J’aurais aimé ne pas devenir une option dans le coeur et dans les yeux de celui que j’aime. Celui en qui j’avais une confiance aveugle, celui dont je connais les souffrances, celui avec qui je partageais bien plus qu’avec n’importe qui. Un amour, un ami, un amant. Il était tout à la fois. Je dépendais de lui. Il était mon dernier rempart. Il ne le sait pas, je n’ai jamais voulu mettre une telle pression à quelqu’un. Surtout pas à lui. Enfermer l’être que j’aime, aurait été la pire chose pour moi qui souhaitait libérer autrui. Alors, j’ai mis un pansement sur chaque coup de lame qu’il pouvait m’infliger. Des lames aiguisées mais anarchiques. Ses propres colères, destructrices pour lui autant que pour moi. Dans les grands et petits moments, mais toujours avec moi. L’on me disait qu’il était apaisé avec tel ou tel autre pote. Il n’était pas plus apaisé avec les autres, non. C’est juste qu’il savait que les autres ne recevraient pas ses colères autant que moi, ne les accepteraient pas. Alors il mettait un pansement lui aussi, et l’arrachait avec moi. Les autres filles peuvent bien lui prendre du temps, peuvent bien goûter à ses lèvres, voler des parties de son coeur. Elles ignorent la souffrance qu’il a au fond de lui. Il n’en a même pas conscience, il refuse ce que je lui dis. Il a raison. Ce n’est pas à moi de lui dire. Tout ce que je voulais, c’était son bonheur.

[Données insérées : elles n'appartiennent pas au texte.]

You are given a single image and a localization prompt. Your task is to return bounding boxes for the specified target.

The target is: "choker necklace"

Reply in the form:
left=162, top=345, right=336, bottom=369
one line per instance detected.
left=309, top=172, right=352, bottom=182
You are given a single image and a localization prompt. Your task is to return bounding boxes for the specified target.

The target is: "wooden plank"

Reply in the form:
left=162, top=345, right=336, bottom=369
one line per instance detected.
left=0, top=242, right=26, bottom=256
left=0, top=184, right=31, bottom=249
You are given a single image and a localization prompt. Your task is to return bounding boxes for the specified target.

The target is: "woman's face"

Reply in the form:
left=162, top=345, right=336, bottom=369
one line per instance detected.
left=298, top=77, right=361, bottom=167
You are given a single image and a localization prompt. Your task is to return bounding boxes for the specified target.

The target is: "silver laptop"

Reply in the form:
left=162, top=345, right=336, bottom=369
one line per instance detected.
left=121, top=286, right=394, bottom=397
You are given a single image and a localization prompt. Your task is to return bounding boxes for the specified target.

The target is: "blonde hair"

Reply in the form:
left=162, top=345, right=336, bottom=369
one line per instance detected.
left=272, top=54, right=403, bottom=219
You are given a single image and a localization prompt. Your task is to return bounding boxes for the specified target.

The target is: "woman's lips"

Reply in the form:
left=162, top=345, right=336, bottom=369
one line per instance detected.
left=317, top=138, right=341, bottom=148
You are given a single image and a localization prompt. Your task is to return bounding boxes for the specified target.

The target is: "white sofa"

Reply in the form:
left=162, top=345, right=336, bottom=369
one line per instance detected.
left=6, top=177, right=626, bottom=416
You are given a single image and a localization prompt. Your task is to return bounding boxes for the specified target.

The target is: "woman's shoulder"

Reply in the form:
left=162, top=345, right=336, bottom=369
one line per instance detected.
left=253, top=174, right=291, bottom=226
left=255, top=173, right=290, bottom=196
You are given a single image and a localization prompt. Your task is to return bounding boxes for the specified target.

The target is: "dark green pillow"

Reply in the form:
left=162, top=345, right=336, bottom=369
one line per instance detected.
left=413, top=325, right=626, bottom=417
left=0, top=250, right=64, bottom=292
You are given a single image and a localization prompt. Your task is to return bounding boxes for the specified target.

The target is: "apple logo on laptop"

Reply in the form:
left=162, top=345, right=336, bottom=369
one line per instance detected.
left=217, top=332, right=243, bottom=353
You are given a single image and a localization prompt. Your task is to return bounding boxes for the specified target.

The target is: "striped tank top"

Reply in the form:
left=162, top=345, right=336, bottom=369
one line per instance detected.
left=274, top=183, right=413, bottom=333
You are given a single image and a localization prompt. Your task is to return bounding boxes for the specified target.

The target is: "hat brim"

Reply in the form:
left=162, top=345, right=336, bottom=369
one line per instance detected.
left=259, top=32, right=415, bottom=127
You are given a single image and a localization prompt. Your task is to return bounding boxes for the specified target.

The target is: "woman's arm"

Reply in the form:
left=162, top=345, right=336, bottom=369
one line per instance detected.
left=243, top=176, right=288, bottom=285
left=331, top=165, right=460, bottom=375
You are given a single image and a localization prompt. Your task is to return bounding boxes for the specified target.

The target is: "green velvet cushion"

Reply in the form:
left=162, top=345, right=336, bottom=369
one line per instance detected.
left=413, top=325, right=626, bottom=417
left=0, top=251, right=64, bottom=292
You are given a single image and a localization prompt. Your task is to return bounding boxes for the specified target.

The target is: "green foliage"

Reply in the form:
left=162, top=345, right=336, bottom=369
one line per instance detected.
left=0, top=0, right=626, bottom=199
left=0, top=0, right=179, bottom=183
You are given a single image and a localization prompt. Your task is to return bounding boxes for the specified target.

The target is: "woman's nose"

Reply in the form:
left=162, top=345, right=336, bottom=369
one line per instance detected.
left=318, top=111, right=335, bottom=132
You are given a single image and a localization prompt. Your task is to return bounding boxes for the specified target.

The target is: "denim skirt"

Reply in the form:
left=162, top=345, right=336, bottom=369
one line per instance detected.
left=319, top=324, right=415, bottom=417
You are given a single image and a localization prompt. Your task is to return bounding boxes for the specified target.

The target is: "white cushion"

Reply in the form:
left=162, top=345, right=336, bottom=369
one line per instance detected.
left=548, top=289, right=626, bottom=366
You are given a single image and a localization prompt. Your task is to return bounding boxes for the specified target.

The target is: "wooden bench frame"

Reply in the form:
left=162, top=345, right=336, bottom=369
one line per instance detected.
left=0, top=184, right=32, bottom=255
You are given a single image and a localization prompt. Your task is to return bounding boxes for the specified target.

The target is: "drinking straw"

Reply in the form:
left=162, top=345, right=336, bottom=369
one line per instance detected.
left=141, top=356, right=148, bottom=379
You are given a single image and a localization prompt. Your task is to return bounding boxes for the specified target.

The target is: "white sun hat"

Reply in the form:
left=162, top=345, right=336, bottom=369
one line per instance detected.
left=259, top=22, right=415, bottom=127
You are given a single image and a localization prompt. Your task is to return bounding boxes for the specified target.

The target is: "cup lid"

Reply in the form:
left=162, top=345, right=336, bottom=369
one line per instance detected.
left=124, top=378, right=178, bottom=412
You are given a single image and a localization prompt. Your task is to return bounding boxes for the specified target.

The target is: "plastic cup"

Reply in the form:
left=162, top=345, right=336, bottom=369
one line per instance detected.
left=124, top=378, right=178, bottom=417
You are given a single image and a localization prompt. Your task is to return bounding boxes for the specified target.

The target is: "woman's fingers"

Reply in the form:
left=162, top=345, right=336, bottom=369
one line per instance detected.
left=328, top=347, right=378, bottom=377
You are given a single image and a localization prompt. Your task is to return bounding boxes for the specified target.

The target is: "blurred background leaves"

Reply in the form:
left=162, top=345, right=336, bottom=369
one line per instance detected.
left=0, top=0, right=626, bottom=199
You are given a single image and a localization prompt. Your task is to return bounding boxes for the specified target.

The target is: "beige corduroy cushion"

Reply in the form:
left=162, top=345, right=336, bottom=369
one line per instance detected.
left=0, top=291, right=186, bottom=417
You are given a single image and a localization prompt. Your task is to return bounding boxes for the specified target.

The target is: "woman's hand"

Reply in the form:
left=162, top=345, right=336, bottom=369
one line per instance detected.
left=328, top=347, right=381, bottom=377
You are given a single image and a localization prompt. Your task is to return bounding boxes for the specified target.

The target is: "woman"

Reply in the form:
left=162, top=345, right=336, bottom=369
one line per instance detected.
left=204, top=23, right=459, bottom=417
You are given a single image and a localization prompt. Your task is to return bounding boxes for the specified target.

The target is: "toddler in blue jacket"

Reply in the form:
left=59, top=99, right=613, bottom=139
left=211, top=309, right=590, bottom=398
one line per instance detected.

Mais pas au point d’accepter qu’il me trompe… Pas au point d’accepter d’être trahie par Lui. J’ai perdu ce que j’avais de plus cher. La confiance. J’ai perdu ce qui soude, j’ai perdu ce qui me caractérise. La confiance. La foi. Je suis comme écorchée vive, j’ai perdu mon essence. J’ai perdu ce que j’étais. Et je peux enfin faire tomber ce masque. Il n’y a plus d’image, il n’y a plus de profondeur. Il n’y a plus rien et je n’aurais pas besoin de me justifier, je n’aurais pas besoin de répondre à vos coups de fil, je n’aurais pas besoin de répondre à vos messages. Vous n’imaginez pas le soulagement que je ressens. Vous n’imaginez pas le bien-être qui m’envahit. Je suis libre de tout ça. Je vole enfin vers d’autres cieux. Je m’échappe enfin de cette carcasse trop petite pour moi. J’ai l’impression d’être John Coffey, en moins imposante, en moins colorée aussi, en moins masculine. Ces derniers évènements ne me rendent plus malheureuse, ils me permettent de faire un choix. Le seul qui me rend heureuse. Au bout du tunnel, la lumière blanche m’attend et m’attire…

J’aurais dû commencer par une autre formule. Un deuxième essai tant que je peux encore.

Je m’appelle Juliette. J’ai trente ans. Ceci est ma lettre d’Adieu.